#788: Native Water

May 10th, 2017

I can’t in good faith pretend the story I want to tell about Chicago today is in Chicago.

I can’t pretend I’m that parochial or have that much dedicated bandwidth to focus solely on the municipal jurisdiction that provides my garbage pickup and blog title.

I can’t pretend my thoughts aren’t focused on a president who fired the head of the agency investigating his cronies, of media blackouts at the highest levels, of threats against comedians and criminal charges for laughing at the attorney general, of whatever atrocity will be revealed by the time I finish this sentence.

So I went to the river.

Rivers calm me. When I was a teenager and needed a place to think, smoke and whine about the no-real-problems I had at 16, I’d head to a park bench along the Rock River to glare alone at the water.

I’ve cut the smoking and at least try to minimize the whining, but thinking and calming myself by waterways is a weird quirk I’ve maintained as I moved cities and streams.

Too often I’m reminded I’m not from here, that the ebb and flow of this industry-flipped and occasionally “Bubbly” river will never be my native water. My water’s 90 miles and a world away, in a place Chicagoans write off as “Downstate” even though it’s north of here.

I live in Chicago. I like it here. Sometimes I’m reminded it will never be as much as a home for me as for others, that there’s a difference between haunting a street and being from there.

Jesus, I’m tired of Chicagoans talking politics. The arguments boil down to “Everyone Downstate is a right-wing, #MAGA-tweeting, Jesus-flaunting bumpkin” versus “Hey! I love bumpkins.”

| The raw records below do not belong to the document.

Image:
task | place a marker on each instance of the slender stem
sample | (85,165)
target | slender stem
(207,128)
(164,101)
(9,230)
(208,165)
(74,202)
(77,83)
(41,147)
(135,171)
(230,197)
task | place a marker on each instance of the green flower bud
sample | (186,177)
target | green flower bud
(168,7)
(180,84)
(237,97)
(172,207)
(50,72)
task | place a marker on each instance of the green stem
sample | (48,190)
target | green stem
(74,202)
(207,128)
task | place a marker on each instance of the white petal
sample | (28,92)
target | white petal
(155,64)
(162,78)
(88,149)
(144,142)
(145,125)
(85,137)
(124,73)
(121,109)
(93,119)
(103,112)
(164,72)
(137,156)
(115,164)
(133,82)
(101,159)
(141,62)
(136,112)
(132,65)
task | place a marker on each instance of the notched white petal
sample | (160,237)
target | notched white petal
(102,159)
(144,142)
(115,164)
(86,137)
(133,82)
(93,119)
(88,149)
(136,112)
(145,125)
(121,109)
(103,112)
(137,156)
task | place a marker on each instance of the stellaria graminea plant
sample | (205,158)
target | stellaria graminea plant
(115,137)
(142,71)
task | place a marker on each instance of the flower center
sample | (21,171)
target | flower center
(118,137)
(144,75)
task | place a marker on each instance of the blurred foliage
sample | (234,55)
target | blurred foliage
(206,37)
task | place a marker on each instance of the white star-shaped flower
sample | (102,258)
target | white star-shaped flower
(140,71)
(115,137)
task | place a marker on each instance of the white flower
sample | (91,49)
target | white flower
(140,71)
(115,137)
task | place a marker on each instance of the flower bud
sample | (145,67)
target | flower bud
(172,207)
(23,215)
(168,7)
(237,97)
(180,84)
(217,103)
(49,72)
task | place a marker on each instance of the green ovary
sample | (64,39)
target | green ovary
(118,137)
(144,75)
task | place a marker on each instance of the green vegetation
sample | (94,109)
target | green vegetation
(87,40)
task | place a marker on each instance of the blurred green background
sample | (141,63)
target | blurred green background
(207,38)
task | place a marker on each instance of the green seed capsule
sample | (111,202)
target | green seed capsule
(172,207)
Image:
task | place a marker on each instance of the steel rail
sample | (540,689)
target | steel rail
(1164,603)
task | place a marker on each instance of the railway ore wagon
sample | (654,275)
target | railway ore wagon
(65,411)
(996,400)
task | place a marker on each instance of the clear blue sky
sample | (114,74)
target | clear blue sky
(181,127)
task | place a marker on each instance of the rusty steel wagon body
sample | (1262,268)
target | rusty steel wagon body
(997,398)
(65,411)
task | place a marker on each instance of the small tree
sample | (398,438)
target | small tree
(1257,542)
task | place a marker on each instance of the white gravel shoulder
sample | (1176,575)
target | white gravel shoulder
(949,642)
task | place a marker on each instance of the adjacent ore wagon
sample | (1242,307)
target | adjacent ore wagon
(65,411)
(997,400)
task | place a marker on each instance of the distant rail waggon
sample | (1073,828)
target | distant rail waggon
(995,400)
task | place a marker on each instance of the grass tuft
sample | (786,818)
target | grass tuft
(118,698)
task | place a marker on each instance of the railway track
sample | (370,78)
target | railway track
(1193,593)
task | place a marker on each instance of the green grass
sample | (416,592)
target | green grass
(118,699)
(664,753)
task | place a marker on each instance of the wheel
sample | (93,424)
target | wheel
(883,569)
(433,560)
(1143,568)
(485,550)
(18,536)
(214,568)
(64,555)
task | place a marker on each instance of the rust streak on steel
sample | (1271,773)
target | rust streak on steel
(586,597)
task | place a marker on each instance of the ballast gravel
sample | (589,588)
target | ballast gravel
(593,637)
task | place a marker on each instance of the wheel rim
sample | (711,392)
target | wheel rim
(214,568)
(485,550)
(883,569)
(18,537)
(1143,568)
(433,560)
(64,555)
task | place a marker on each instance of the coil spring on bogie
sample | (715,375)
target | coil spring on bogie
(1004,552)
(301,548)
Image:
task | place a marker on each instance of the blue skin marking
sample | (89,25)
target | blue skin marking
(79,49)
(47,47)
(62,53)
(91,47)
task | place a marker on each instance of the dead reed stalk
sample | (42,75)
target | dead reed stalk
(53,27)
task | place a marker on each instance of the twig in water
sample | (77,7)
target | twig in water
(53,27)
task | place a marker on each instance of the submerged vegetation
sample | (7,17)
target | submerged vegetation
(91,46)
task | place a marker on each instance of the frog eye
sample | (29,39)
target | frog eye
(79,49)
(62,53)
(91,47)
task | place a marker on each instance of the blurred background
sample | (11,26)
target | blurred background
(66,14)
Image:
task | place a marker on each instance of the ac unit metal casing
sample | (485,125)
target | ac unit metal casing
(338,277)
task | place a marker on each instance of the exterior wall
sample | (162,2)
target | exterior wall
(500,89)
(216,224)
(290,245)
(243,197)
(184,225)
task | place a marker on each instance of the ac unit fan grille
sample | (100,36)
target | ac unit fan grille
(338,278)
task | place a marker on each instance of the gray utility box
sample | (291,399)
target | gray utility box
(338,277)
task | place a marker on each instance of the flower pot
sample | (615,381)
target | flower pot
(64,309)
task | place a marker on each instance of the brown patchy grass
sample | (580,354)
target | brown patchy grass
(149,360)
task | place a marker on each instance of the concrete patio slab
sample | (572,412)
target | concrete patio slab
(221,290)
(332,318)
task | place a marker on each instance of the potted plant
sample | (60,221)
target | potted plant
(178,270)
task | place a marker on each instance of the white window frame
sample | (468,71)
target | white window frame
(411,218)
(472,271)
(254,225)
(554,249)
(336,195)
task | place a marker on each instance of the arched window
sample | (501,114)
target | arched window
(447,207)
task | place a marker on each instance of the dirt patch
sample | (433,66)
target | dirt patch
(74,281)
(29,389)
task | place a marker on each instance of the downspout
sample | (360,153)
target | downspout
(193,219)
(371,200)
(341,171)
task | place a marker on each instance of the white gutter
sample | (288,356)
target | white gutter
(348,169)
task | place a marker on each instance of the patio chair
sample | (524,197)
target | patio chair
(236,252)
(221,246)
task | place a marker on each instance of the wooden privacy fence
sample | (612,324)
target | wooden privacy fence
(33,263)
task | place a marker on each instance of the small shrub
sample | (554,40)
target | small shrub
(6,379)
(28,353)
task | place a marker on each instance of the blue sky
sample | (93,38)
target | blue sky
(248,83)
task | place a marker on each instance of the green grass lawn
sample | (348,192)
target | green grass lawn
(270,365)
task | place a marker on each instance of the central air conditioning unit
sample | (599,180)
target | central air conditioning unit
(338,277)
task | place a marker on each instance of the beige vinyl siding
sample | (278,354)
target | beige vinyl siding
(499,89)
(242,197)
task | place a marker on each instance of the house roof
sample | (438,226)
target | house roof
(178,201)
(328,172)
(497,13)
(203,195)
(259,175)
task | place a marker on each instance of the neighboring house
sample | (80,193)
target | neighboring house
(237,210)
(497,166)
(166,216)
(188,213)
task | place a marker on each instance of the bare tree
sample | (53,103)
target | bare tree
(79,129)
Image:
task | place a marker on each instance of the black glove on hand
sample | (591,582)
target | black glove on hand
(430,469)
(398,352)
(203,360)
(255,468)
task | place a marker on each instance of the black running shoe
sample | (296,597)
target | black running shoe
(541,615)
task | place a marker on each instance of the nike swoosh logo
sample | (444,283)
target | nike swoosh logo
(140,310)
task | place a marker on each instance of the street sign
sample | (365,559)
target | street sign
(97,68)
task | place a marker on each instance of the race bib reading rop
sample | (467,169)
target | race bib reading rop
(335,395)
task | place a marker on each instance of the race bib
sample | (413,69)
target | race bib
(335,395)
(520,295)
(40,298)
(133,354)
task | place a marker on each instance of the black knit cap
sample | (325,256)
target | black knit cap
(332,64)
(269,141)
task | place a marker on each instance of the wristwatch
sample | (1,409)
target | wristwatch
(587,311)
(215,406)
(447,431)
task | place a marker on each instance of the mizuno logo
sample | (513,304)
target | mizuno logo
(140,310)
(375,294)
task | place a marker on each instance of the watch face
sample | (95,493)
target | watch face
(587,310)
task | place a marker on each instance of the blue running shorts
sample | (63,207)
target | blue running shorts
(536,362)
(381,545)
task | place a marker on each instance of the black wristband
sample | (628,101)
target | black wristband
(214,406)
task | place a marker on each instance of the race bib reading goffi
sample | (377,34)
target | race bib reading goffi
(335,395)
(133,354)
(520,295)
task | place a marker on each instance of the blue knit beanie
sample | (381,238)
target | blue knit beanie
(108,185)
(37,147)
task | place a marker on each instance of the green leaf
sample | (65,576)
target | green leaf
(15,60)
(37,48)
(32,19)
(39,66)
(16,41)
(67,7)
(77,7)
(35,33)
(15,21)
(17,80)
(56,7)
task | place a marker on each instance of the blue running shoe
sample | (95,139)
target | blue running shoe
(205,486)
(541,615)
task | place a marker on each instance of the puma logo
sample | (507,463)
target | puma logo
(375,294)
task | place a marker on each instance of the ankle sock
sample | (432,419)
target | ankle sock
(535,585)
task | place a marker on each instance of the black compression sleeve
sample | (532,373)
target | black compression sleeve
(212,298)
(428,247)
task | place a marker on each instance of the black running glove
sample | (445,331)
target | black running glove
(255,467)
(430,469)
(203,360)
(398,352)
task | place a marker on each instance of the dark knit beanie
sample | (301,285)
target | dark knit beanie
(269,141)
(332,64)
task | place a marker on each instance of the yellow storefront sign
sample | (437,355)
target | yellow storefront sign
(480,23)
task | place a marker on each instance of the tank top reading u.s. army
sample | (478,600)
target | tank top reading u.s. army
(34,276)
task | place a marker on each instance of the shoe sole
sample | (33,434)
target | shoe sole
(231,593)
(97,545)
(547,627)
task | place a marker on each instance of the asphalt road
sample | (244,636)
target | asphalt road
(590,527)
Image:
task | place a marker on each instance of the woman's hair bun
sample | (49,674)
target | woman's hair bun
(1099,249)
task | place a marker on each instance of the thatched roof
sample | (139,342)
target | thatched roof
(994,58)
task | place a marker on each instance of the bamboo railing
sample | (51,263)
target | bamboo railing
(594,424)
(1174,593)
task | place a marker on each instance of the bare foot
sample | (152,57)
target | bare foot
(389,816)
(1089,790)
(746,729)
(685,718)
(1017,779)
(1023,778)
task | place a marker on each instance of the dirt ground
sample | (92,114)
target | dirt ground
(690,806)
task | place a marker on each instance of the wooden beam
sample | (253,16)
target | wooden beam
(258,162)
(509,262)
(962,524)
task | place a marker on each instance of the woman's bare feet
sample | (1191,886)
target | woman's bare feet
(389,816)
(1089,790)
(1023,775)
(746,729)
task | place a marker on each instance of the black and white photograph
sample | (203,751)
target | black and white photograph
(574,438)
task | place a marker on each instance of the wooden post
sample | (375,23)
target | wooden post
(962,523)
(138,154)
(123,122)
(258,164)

But then I come by the water and I feel home. My view on the Chicago River from an art-laden, concrete plaza by a Mies van der Rowe glass-and-steel skyscraper somehow feels like that cigarette-choked park bench overlooking a bike path, ducks and an old factory that would never open again.

I guess I like rivers because the water moves. The steel and glass and cigarette butts, dead factories or luxury skyscraper condos are the permanent part, but they don’t feel as real as a river.

The water defines a place even though it’s not from here and not going to end up here. It’s both local and heading out into the world. I guess that’s what I want to write about today.